The current steptron path for the referenced PPO experiment is:

  1. experiment setup resolves the HF bootstrap path in playground/users/ys/step4air/rl/step4air_toy_fully_async_dual8_h800.py (_resolve_init_hf_path around line 248, Exp.__init__ around line 693).
  2. PPOTrainer.before_train() calls self.load_checkpoint() and then creates PackedModel(...) in steptron/core/ppo_trainer.py around lines 147-162.
  3. PackedModel.setup_model() constructs model chunks through model_config.build_model() and then moves them onto CUDA in steptron/core/multi_model.py around lines 122-167.
  4. load_model_checkpoint() dispatches to model.load_hf_state_dict(...) in steptron/core/utils.py around lines 247-269.
  5. load_hf_state_dict() performs reshaper.forward(...) and then load_state_dict(...) in steptron/model/module.py around lines 290-305.

Important current properties:

  • model construction happens before HF weights are loaded
  • @init_weight_callback recursively runs init_model_weight() immediately after model construction in steptron/model/utils.py around lines 130-146
  • tensor-parallel layers allocate real parameter storage in their constructors unless told otherwise
  • TP layers already expose weight_memory_loc hooks in steptron/core/tensor_parallel/layers.py around lines 1205-1277 and 1469-1542

Current vllm TensorCast Path

The current vllm TensorCast runtime already has the serving-side consumer model we want to preserve:

  • tensorcast_loader.py can:
  • load directly from a serving artifact with artifact.bind(...)
  • or bootstrap a local/source input into a serving artifact and then bind it
  • or acquire a retained serving binding through explicit retained authority
  • and later reload through binding.swap(...)
  • gpu_model_runner.py consumes the dedicated TensorCast serving reload path using ServingArtifactLocator and manifest runtime policy
  • api_server.py gates /reload_serving_artifact with drain + serialized reload, while /set_model_weight is rejected for load_format="tensorcast"

Concrete current anchors:

  • direct serving-artifact startup path in vllm/vllm/model_executor/model_loader/tensorcast_loader.py (TensorcastModelLoader.load_model(...))
  • retained binding acquire path in vllm/vllm/tensorcast/retained_binding.py
  • local bootstrap path in vllm/vllm/model_executor/model_loader/tensorcast_builder/local_dir_prepare.py
  • reload-by-swap path in vllm/vllm/model_executor/model_loader/tensorcast_loader.py
  • HTTP drain + serialized serving reload in vllm/vllm/entrypoints/openai/api_server.py

This means the integration goal is not to redesign vLLM reload semantics. It is to make training publish the right versions in the right representation.

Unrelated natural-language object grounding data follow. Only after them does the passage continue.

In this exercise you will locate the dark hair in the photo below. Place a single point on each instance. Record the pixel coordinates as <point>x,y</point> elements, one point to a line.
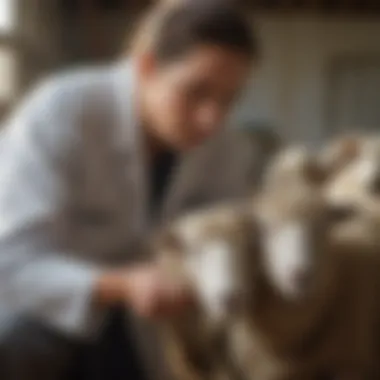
<point>186,24</point>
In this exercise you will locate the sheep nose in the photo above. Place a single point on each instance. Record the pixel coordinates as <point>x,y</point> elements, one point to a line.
<point>302,279</point>
<point>231,302</point>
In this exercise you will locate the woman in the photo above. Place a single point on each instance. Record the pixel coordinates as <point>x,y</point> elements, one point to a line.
<point>84,165</point>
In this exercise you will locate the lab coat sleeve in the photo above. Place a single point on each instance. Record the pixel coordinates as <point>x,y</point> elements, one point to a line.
<point>37,277</point>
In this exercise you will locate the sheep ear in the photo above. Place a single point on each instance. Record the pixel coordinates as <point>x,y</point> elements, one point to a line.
<point>315,172</point>
<point>342,152</point>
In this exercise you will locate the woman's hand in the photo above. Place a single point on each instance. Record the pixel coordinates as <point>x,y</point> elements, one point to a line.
<point>145,289</point>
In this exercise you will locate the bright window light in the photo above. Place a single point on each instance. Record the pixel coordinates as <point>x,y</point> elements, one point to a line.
<point>7,75</point>
<point>6,15</point>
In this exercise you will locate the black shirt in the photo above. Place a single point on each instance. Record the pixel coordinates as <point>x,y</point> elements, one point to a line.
<point>115,355</point>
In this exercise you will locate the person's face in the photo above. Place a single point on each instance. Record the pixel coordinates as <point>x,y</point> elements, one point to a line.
<point>186,101</point>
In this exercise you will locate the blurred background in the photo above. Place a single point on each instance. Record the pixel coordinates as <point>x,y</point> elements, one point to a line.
<point>319,74</point>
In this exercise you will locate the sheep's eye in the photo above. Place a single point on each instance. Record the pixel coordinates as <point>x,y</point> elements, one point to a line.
<point>341,213</point>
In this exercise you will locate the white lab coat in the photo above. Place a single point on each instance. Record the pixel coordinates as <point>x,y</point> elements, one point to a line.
<point>73,198</point>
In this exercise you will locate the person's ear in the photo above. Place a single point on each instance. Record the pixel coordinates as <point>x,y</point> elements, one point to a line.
<point>146,64</point>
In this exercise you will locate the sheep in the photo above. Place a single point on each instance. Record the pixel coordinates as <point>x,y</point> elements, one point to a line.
<point>314,309</point>
<point>211,251</point>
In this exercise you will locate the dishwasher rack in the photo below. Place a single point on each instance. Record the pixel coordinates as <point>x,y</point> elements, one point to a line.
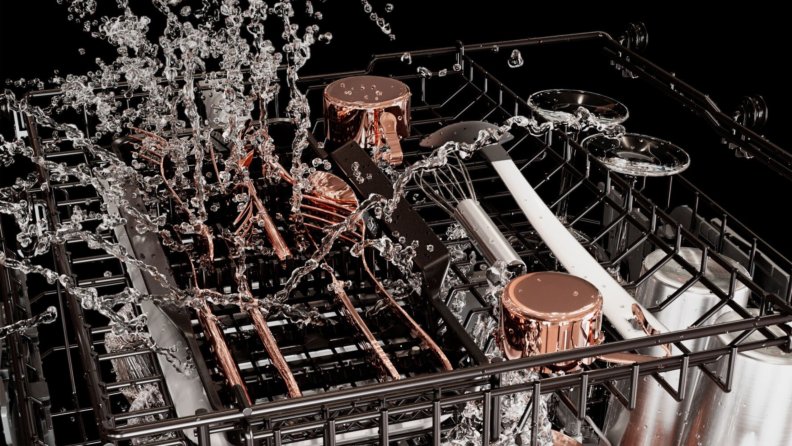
<point>666,214</point>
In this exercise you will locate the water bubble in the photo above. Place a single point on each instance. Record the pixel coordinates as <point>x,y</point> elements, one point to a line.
<point>516,60</point>
<point>424,72</point>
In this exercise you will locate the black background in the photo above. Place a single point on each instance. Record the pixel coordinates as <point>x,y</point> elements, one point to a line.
<point>725,52</point>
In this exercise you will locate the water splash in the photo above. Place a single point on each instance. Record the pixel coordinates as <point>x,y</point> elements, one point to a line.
<point>516,60</point>
<point>47,317</point>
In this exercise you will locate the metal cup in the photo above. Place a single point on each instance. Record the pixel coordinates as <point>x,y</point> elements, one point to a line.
<point>658,418</point>
<point>756,410</point>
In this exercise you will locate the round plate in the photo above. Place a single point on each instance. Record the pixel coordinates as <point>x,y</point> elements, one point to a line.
<point>560,106</point>
<point>638,155</point>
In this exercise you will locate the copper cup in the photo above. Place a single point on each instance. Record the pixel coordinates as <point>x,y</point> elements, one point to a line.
<point>370,110</point>
<point>548,312</point>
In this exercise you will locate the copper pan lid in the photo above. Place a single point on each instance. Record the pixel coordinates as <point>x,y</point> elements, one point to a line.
<point>551,297</point>
<point>366,92</point>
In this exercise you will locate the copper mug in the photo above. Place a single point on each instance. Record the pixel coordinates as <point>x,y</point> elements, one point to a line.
<point>370,110</point>
<point>548,312</point>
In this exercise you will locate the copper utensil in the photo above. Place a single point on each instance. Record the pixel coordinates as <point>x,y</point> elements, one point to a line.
<point>370,110</point>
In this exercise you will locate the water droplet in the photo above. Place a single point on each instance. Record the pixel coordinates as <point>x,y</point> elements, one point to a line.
<point>516,60</point>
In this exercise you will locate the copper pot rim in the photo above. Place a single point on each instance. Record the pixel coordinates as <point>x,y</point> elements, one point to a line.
<point>522,311</point>
<point>334,100</point>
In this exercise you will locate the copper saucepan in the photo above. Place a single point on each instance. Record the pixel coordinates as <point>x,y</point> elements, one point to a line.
<point>548,312</point>
<point>370,110</point>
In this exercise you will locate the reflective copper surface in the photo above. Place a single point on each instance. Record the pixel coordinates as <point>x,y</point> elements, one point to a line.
<point>382,362</point>
<point>560,439</point>
<point>330,186</point>
<point>549,312</point>
<point>271,345</point>
<point>370,110</point>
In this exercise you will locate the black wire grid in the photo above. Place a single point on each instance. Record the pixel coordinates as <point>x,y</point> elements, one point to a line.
<point>342,394</point>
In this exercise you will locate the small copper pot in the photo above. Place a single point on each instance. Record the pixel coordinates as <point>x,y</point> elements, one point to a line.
<point>548,312</point>
<point>370,110</point>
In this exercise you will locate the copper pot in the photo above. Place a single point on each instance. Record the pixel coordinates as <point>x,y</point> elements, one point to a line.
<point>548,312</point>
<point>370,110</point>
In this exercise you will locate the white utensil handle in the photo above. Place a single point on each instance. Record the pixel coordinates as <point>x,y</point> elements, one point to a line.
<point>617,303</point>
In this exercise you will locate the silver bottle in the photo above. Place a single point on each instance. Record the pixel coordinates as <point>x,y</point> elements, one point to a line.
<point>658,419</point>
<point>756,411</point>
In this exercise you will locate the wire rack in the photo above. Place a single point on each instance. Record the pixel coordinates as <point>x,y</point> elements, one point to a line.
<point>342,394</point>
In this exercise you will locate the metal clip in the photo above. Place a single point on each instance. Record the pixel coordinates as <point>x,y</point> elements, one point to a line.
<point>391,138</point>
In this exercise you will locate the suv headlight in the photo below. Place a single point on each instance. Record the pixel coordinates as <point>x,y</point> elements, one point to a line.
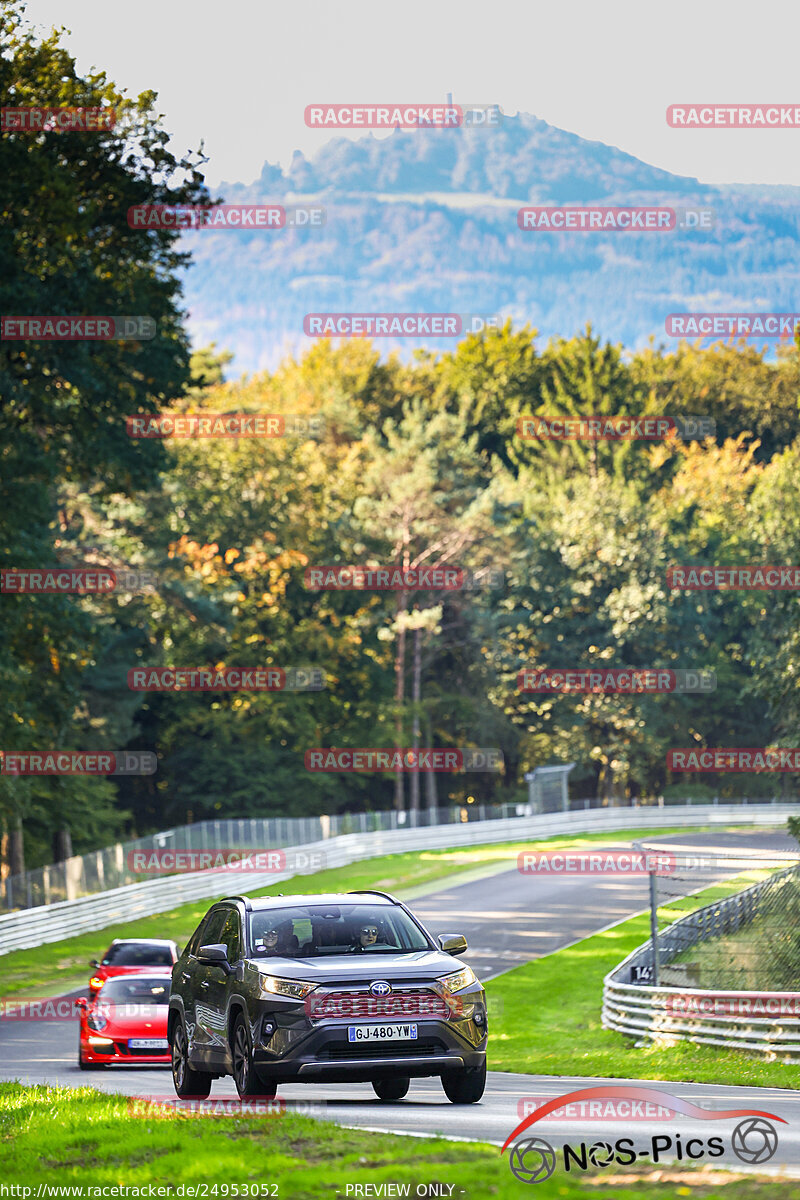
<point>458,979</point>
<point>292,988</point>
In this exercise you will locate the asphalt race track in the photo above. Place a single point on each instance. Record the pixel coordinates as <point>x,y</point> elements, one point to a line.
<point>507,918</point>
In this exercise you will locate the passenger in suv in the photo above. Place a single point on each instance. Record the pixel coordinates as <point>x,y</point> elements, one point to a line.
<point>341,988</point>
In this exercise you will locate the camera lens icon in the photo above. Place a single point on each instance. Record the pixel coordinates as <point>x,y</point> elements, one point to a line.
<point>601,1153</point>
<point>755,1140</point>
<point>533,1161</point>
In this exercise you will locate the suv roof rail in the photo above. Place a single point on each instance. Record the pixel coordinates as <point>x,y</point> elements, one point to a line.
<point>372,892</point>
<point>245,900</point>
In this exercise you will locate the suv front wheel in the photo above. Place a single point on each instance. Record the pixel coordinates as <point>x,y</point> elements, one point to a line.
<point>245,1077</point>
<point>190,1084</point>
<point>464,1086</point>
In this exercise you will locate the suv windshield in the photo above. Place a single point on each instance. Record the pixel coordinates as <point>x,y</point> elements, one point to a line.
<point>140,991</point>
<point>136,954</point>
<point>314,931</point>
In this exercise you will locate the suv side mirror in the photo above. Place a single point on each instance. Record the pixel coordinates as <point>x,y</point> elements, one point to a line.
<point>215,955</point>
<point>452,943</point>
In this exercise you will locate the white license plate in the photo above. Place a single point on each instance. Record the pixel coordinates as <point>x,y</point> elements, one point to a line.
<point>382,1032</point>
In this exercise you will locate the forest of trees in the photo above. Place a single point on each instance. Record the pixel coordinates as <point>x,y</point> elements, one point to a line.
<point>419,462</point>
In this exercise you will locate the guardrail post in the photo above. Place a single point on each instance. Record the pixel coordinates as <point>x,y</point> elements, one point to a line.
<point>654,928</point>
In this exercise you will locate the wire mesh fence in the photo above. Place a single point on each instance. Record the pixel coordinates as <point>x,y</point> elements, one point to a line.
<point>747,937</point>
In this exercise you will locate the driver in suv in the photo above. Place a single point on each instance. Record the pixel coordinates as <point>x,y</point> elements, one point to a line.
<point>343,988</point>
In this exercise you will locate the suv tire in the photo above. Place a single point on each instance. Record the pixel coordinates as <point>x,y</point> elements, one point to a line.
<point>190,1084</point>
<point>247,1080</point>
<point>394,1089</point>
<point>464,1086</point>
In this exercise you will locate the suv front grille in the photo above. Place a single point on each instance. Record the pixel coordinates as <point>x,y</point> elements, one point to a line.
<point>411,1002</point>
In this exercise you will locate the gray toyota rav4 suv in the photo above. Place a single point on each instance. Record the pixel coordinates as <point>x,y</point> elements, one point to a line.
<point>311,988</point>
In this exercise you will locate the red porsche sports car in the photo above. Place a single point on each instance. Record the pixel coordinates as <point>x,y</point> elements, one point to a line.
<point>127,957</point>
<point>126,1023</point>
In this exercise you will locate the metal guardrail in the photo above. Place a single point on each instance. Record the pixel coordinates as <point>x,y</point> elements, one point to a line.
<point>101,870</point>
<point>67,918</point>
<point>768,1021</point>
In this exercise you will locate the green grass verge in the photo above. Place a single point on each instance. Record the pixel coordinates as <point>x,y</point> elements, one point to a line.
<point>62,966</point>
<point>547,1015</point>
<point>67,1138</point>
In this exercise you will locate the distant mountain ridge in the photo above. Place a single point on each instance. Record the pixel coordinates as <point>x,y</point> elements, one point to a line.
<point>425,221</point>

TensorCast-Side Readiness And Diagnostics Contract

The current TensorCast-side source-bound readiness surface for this integration has one active cut point:

  • source_bound_contract_version >= 4
  • same-binding Binding.realize_from(...) / Store.realize_into_binding(...) are execution-only ingress points that return BindingUpdateEpoch rather than a sealed current value;
  • typed hash diagnostics on the surviving seal path are part of the stable downstream contract;
  • downstream builder code must gate on this version before depending on the update_epoch response shape.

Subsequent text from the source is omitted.